I’ve been a freelance writer for years but now am writing a novel. I came up with the main character almost twenty years ago while rocking my youngest, who never slept. Ever. Then, after an especially difficult hot yoga class ten years ago, I was on my back, staring at the ceiling, and an idea appeared like a sweat-induced apparition. I sat up, ready to write a book — a suspense novel set in the world of hot yoga. I thought the hard part was over.
Turns out writing a novel is an entirely different sport. There are conventions of the genre and inherent rules for plot I never knew existed. I feel like I’m up to bat with a hockey stick. It’s been eight years since I first put pen to paper for a flimsy rough draft, seven years since I admitted I had no idea what I was doing. Since then I’ve been taking classes, going to conferences, listening to podcasts, and most importantly: reading. My learning curve is so steep it’s almost vertical. Each day I feel like a beginner and each day it’s a struggle to get my bum in the chair. It’s daunting, because one of the most important tenets of fiction is this: every decision matters, whether it’s choosing character traits, software, or where to get the work done. As I learned how to write fiction, it was all a Very.Big.Deal.
Until it wasn’t.
Last spring my friend sat right here on the porch, a tiny imprint against the wicker armrest, to tell us that her treatment wasn’t working, that the tumors had grown, that hospice had been called. She bravely sat right here to tell us that hers wasn’t a beginning, but an ending. We cried, we hugged, we tried to say a hopeful goodbye. She broke my heart when she asked us to watch over her children. We sat here until dark, past the point where words made sense.

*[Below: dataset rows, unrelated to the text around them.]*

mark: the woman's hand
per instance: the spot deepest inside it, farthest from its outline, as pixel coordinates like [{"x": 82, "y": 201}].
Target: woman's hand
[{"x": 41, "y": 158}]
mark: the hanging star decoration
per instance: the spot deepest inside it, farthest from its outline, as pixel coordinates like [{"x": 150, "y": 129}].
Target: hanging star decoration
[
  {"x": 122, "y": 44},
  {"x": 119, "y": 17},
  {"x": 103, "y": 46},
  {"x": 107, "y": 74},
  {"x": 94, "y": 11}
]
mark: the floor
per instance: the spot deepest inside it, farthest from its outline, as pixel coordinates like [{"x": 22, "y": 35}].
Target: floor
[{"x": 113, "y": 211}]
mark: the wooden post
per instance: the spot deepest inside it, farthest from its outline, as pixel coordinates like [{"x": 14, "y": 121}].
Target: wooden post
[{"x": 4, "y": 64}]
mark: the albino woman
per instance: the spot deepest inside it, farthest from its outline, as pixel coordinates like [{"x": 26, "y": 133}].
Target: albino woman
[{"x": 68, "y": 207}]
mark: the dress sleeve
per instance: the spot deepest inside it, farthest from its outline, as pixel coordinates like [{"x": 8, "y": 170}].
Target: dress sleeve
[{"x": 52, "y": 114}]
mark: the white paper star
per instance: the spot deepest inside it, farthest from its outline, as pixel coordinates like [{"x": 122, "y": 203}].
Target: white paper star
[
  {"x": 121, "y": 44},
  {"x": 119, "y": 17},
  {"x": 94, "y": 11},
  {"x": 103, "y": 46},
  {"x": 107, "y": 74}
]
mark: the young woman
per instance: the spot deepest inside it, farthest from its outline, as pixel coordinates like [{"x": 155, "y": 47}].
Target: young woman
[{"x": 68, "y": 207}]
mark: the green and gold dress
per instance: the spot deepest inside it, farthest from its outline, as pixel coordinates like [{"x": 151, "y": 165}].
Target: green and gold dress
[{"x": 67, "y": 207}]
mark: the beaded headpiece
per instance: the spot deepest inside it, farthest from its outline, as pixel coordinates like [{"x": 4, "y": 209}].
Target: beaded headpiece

Almost a month to that day she was gone.
Now every day I sit down to work in that same spot, and I understand how lucky I am to be here. I’m graced with the responsibility to make the most of each day, to not be too precious about my choices, and to be confident in my perspective. I remind myself — daily — that things that once felt hard really aren’t. Hard is sharing joy at graduation parties, knowing you’ll never throw one for your own kids. Hard is keeping your pain silent so you don’t worry your parents or husband. Hard is the courage to say goodbye.
I feel called to honor my friend and the others we’ve lost recently by hearing their voices and telling their stories. Somebody needs to write it down. And from where I sit, I’m honored to comply.